I think our discussion about how a lot of the effect of the film is lost if a viewer attempts to decipher the “meaning” of Mulholland Drive as if it were a puzzle film with one solution was right on target. After viewing, I read the dream interpretation of the film and was satisfied enough with that. There are lots of clues that point towards that, and you could interpret the non sequiter scenes as dream-logic depictions of Betty’s internal psychology. But even with subsequent viewings (and this was probably time 5 or 6), I don’t really think about comprehension or interpretation nearly as much as I like to enjoy the visceral experience Lynch affords his viewers. Scenes like the subliminally terrifying diner scene, the coffee/producer scene, or Betty’s audition with the dirtbag actor work on such a gut level that they remind me of the Quatsi-films in terms how they make me feel…I can watch them time and time again (I put on at least one of these three scenes several times a semester on my projector without watching the rest of the film). For Lynch, especially in Mulholland Drive, content takes a back seat to feelings, empathy, and experience. Audiences exhibit nervous laughter and inexplicable emotion, unsure of how to digest a particular scene or performance. The film is successful in that Lynch can make you feel very uncomfortable, happy, terrified, etc. without any backstory. Many of the scenes stand alone.

Mulholland Drive reminds me a lot of Perfect Blue, a really good Satoshi Kon (director of Paprika and Toyko Godfathers) anime and similar puzzle film. Its plot revolves around a Japanese female pop icon who abandons her group and music career to pursue a future in film. However, she can only land a sleazy role in a trashy sitcom and feels violated by her role in the show. Soon, her grip on reality begins to slip as she loses herself in her character and its unclear what scenes happen in the show versus in her real life.

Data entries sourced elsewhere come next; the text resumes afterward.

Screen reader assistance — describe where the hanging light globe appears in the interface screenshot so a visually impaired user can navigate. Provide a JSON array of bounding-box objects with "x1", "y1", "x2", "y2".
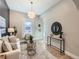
[
  {"x1": 27, "y1": 11, "x2": 36, "y2": 19},
  {"x1": 27, "y1": 1, "x2": 36, "y2": 19}
]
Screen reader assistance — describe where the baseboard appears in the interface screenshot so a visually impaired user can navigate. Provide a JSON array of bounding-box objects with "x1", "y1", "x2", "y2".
[{"x1": 65, "y1": 51, "x2": 79, "y2": 59}]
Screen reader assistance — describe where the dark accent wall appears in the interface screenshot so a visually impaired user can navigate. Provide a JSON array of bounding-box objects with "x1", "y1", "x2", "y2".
[{"x1": 0, "y1": 0, "x2": 9, "y2": 27}]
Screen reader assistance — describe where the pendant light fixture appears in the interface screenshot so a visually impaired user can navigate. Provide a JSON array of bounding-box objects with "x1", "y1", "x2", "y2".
[{"x1": 27, "y1": 1, "x2": 36, "y2": 19}]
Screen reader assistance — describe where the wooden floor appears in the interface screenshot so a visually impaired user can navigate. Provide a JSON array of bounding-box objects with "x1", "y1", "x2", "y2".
[{"x1": 47, "y1": 45, "x2": 73, "y2": 59}]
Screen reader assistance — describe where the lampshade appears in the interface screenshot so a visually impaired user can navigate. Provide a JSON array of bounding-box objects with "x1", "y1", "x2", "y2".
[
  {"x1": 27, "y1": 11, "x2": 36, "y2": 19},
  {"x1": 8, "y1": 28, "x2": 14, "y2": 33}
]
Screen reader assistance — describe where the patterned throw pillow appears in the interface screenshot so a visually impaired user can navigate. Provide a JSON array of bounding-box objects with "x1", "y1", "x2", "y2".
[
  {"x1": 8, "y1": 36, "x2": 18, "y2": 50},
  {"x1": 8, "y1": 36, "x2": 17, "y2": 43},
  {"x1": 0, "y1": 40, "x2": 3, "y2": 53},
  {"x1": 10, "y1": 43, "x2": 17, "y2": 50},
  {"x1": 2, "y1": 36, "x2": 9, "y2": 42},
  {"x1": 2, "y1": 41, "x2": 12, "y2": 52}
]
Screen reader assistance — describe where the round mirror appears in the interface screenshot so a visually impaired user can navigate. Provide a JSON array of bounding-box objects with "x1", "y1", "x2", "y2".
[{"x1": 51, "y1": 22, "x2": 62, "y2": 35}]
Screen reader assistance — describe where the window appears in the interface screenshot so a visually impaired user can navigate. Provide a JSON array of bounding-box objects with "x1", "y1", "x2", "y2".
[
  {"x1": 23, "y1": 21, "x2": 32, "y2": 36},
  {"x1": 0, "y1": 16, "x2": 6, "y2": 37}
]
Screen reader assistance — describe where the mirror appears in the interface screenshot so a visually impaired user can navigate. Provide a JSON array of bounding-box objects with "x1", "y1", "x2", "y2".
[{"x1": 51, "y1": 22, "x2": 62, "y2": 35}]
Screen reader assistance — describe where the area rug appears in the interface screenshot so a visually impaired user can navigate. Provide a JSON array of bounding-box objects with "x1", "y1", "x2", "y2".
[{"x1": 20, "y1": 40, "x2": 57, "y2": 59}]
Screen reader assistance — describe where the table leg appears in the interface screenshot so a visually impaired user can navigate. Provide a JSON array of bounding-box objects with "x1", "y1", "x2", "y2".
[
  {"x1": 50, "y1": 37, "x2": 51, "y2": 46},
  {"x1": 60, "y1": 40, "x2": 62, "y2": 53},
  {"x1": 63, "y1": 39, "x2": 65, "y2": 53}
]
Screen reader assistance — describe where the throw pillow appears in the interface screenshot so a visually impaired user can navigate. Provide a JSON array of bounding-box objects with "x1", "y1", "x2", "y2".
[
  {"x1": 11, "y1": 43, "x2": 17, "y2": 50},
  {"x1": 2, "y1": 36, "x2": 9, "y2": 42},
  {"x1": 8, "y1": 36, "x2": 17, "y2": 43},
  {"x1": 2, "y1": 41, "x2": 12, "y2": 52}
]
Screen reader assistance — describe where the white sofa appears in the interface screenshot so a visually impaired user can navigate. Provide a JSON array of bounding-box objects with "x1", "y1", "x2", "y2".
[{"x1": 0, "y1": 36, "x2": 21, "y2": 59}]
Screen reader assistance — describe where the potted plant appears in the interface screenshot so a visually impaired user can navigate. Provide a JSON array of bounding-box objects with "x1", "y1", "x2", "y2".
[{"x1": 29, "y1": 35, "x2": 33, "y2": 43}]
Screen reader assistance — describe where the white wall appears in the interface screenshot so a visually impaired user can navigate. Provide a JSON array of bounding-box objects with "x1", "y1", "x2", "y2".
[
  {"x1": 10, "y1": 10, "x2": 44, "y2": 39},
  {"x1": 41, "y1": 0, "x2": 79, "y2": 57},
  {"x1": 34, "y1": 17, "x2": 44, "y2": 40}
]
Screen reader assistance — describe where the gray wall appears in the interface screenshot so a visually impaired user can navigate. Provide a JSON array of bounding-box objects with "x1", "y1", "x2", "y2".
[{"x1": 0, "y1": 0, "x2": 9, "y2": 27}]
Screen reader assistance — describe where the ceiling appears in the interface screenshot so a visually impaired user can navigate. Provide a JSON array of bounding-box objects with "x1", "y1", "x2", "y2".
[{"x1": 6, "y1": 0, "x2": 61, "y2": 15}]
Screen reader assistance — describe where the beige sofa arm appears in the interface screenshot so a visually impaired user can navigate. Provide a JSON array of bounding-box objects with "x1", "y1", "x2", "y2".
[{"x1": 0, "y1": 49, "x2": 20, "y2": 59}]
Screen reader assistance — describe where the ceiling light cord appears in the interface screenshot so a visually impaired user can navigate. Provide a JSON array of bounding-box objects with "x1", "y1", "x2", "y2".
[{"x1": 30, "y1": 1, "x2": 33, "y2": 11}]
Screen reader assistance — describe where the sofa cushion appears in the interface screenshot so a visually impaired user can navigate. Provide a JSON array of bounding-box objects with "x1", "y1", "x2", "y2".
[
  {"x1": 0, "y1": 40, "x2": 3, "y2": 53},
  {"x1": 2, "y1": 41, "x2": 12, "y2": 52}
]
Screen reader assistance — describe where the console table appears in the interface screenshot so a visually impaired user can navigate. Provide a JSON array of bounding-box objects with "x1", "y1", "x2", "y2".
[{"x1": 47, "y1": 35, "x2": 65, "y2": 54}]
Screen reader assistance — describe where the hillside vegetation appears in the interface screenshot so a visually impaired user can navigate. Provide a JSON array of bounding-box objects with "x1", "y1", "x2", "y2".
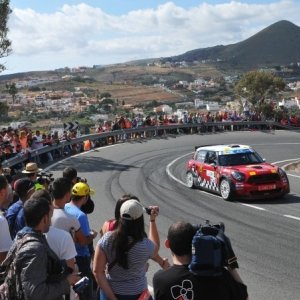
[
  {"x1": 168, "y1": 20, "x2": 300, "y2": 70},
  {"x1": 1, "y1": 20, "x2": 300, "y2": 108}
]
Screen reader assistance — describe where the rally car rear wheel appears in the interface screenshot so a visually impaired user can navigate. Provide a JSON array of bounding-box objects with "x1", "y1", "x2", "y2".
[
  {"x1": 186, "y1": 172, "x2": 197, "y2": 188},
  {"x1": 220, "y1": 178, "x2": 234, "y2": 201}
]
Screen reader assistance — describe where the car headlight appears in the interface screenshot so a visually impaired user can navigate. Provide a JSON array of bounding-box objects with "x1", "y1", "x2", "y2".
[
  {"x1": 278, "y1": 167, "x2": 287, "y2": 178},
  {"x1": 231, "y1": 171, "x2": 245, "y2": 182}
]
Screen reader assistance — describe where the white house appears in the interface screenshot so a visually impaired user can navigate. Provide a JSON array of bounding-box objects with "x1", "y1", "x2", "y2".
[
  {"x1": 175, "y1": 109, "x2": 188, "y2": 120},
  {"x1": 154, "y1": 104, "x2": 173, "y2": 114},
  {"x1": 194, "y1": 98, "x2": 205, "y2": 108},
  {"x1": 278, "y1": 97, "x2": 300, "y2": 109},
  {"x1": 206, "y1": 102, "x2": 220, "y2": 112}
]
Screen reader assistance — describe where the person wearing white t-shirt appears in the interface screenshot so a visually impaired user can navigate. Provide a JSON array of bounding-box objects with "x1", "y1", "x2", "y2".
[
  {"x1": 0, "y1": 175, "x2": 12, "y2": 263},
  {"x1": 32, "y1": 130, "x2": 44, "y2": 150},
  {"x1": 46, "y1": 226, "x2": 78, "y2": 300},
  {"x1": 50, "y1": 177, "x2": 96, "y2": 246},
  {"x1": 0, "y1": 215, "x2": 12, "y2": 263},
  {"x1": 46, "y1": 226, "x2": 77, "y2": 271}
]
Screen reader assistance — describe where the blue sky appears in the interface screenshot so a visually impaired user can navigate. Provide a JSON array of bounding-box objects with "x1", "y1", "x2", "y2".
[
  {"x1": 10, "y1": 0, "x2": 279, "y2": 14},
  {"x1": 2, "y1": 0, "x2": 300, "y2": 74}
]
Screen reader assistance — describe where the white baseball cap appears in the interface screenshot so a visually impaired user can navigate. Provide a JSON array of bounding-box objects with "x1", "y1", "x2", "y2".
[{"x1": 120, "y1": 199, "x2": 144, "y2": 221}]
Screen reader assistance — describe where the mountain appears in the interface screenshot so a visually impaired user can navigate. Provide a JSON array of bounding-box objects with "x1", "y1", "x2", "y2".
[{"x1": 166, "y1": 20, "x2": 300, "y2": 70}]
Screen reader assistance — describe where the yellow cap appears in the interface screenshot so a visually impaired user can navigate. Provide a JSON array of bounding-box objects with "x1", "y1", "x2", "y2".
[{"x1": 72, "y1": 182, "x2": 95, "y2": 196}]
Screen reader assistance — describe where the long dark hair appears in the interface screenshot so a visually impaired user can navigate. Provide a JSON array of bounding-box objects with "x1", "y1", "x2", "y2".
[{"x1": 112, "y1": 215, "x2": 146, "y2": 269}]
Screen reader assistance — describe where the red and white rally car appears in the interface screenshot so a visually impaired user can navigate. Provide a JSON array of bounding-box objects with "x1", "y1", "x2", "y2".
[{"x1": 186, "y1": 144, "x2": 290, "y2": 201}]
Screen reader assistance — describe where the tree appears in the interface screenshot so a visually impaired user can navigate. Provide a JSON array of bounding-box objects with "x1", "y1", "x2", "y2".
[
  {"x1": 234, "y1": 71, "x2": 285, "y2": 112},
  {"x1": 101, "y1": 98, "x2": 114, "y2": 105},
  {"x1": 28, "y1": 86, "x2": 41, "y2": 92},
  {"x1": 100, "y1": 92, "x2": 111, "y2": 98},
  {"x1": 0, "y1": 0, "x2": 12, "y2": 72},
  {"x1": 0, "y1": 101, "x2": 8, "y2": 118},
  {"x1": 6, "y1": 82, "x2": 17, "y2": 103},
  {"x1": 87, "y1": 105, "x2": 97, "y2": 114}
]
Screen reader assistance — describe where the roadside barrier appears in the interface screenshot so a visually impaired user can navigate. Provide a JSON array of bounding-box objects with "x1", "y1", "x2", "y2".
[{"x1": 2, "y1": 120, "x2": 299, "y2": 169}]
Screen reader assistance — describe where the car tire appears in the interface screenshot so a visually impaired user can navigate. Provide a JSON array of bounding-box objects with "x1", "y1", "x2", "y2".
[
  {"x1": 220, "y1": 178, "x2": 234, "y2": 201},
  {"x1": 186, "y1": 171, "x2": 197, "y2": 189}
]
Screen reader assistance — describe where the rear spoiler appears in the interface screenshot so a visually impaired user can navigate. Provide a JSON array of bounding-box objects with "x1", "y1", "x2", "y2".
[{"x1": 194, "y1": 144, "x2": 224, "y2": 151}]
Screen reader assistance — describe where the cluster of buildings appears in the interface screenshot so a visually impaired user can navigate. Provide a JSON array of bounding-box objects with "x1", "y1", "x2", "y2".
[{"x1": 1, "y1": 69, "x2": 300, "y2": 128}]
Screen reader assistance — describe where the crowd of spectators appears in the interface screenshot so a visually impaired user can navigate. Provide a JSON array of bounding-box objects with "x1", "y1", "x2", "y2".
[
  {"x1": 1, "y1": 110, "x2": 299, "y2": 173},
  {"x1": 93, "y1": 111, "x2": 274, "y2": 144},
  {"x1": 0, "y1": 127, "x2": 82, "y2": 167},
  {"x1": 0, "y1": 162, "x2": 249, "y2": 299}
]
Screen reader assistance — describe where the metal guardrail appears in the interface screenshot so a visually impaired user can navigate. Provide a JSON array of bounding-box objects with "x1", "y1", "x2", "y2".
[{"x1": 2, "y1": 120, "x2": 299, "y2": 168}]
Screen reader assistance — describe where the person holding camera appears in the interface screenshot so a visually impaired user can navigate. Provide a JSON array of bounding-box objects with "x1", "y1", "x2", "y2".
[
  {"x1": 22, "y1": 162, "x2": 42, "y2": 182},
  {"x1": 93, "y1": 199, "x2": 161, "y2": 300},
  {"x1": 153, "y1": 221, "x2": 248, "y2": 300},
  {"x1": 62, "y1": 167, "x2": 95, "y2": 215},
  {"x1": 99, "y1": 194, "x2": 169, "y2": 270}
]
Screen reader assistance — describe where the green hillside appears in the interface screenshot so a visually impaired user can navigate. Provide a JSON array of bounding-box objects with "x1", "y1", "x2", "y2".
[{"x1": 168, "y1": 20, "x2": 300, "y2": 70}]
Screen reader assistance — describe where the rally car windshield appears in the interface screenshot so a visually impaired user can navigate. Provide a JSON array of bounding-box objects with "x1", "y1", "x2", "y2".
[{"x1": 218, "y1": 152, "x2": 264, "y2": 166}]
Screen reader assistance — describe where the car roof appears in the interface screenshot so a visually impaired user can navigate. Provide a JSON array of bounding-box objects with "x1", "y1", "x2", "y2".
[{"x1": 196, "y1": 144, "x2": 254, "y2": 155}]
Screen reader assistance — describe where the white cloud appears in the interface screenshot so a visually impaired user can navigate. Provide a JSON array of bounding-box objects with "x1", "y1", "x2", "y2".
[{"x1": 3, "y1": 0, "x2": 300, "y2": 73}]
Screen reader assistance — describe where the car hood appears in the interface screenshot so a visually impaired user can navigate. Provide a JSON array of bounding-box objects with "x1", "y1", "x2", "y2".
[{"x1": 226, "y1": 163, "x2": 278, "y2": 174}]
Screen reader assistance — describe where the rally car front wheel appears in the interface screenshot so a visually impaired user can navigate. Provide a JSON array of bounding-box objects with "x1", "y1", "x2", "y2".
[{"x1": 220, "y1": 178, "x2": 234, "y2": 201}]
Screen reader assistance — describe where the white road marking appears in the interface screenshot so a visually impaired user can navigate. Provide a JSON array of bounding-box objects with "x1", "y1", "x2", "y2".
[
  {"x1": 166, "y1": 152, "x2": 191, "y2": 187},
  {"x1": 241, "y1": 204, "x2": 266, "y2": 211},
  {"x1": 279, "y1": 160, "x2": 300, "y2": 179},
  {"x1": 286, "y1": 173, "x2": 300, "y2": 178},
  {"x1": 283, "y1": 215, "x2": 300, "y2": 221},
  {"x1": 272, "y1": 158, "x2": 300, "y2": 164}
]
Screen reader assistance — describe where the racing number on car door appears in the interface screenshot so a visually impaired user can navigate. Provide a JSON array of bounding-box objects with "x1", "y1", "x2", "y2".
[
  {"x1": 203, "y1": 151, "x2": 217, "y2": 189},
  {"x1": 195, "y1": 150, "x2": 207, "y2": 182}
]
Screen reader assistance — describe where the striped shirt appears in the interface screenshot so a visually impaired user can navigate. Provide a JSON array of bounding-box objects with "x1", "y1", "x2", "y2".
[{"x1": 98, "y1": 231, "x2": 155, "y2": 295}]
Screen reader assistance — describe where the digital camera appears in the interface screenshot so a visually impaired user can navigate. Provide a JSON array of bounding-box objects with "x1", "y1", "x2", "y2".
[
  {"x1": 73, "y1": 276, "x2": 90, "y2": 293},
  {"x1": 144, "y1": 207, "x2": 151, "y2": 215},
  {"x1": 36, "y1": 172, "x2": 54, "y2": 185},
  {"x1": 193, "y1": 220, "x2": 225, "y2": 234}
]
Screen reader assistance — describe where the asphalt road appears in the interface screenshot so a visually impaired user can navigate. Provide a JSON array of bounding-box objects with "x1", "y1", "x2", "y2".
[{"x1": 48, "y1": 130, "x2": 300, "y2": 300}]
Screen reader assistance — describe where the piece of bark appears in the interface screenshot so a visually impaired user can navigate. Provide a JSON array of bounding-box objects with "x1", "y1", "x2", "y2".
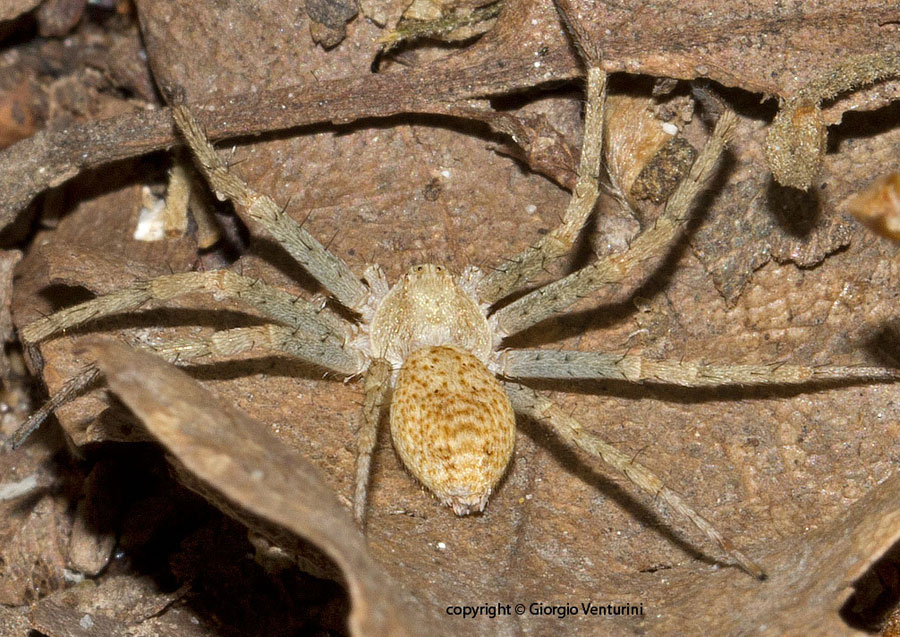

Furthermore, a stalker is posting intimate details of her life on a blog, which she then obsesses over and reads – taking everything she reads as fact about her life. The veil between reality and fantasy is utterly confused as her coworkers begin to show up dead, often brutally murdered.

Both these films are definitely a step in the right direction in terms of representing dream worlds with their style and narration. If you were to think of dreams as film, an individual has an unusual role as both narrator and audience. My favorite part of the diner scene is how the action imitates the nervous guy’s dialogue moments earlier – often in dreams, you are explaining events as they happen because your brain already knows where they’re going. Audiences leave these films confused about their feelings, and that’s the desired effect – dreams often don’t have a causal relation between events, there exists non sequiter motivations for “scene changes” or action, and tone is implied on the most base, visceral level.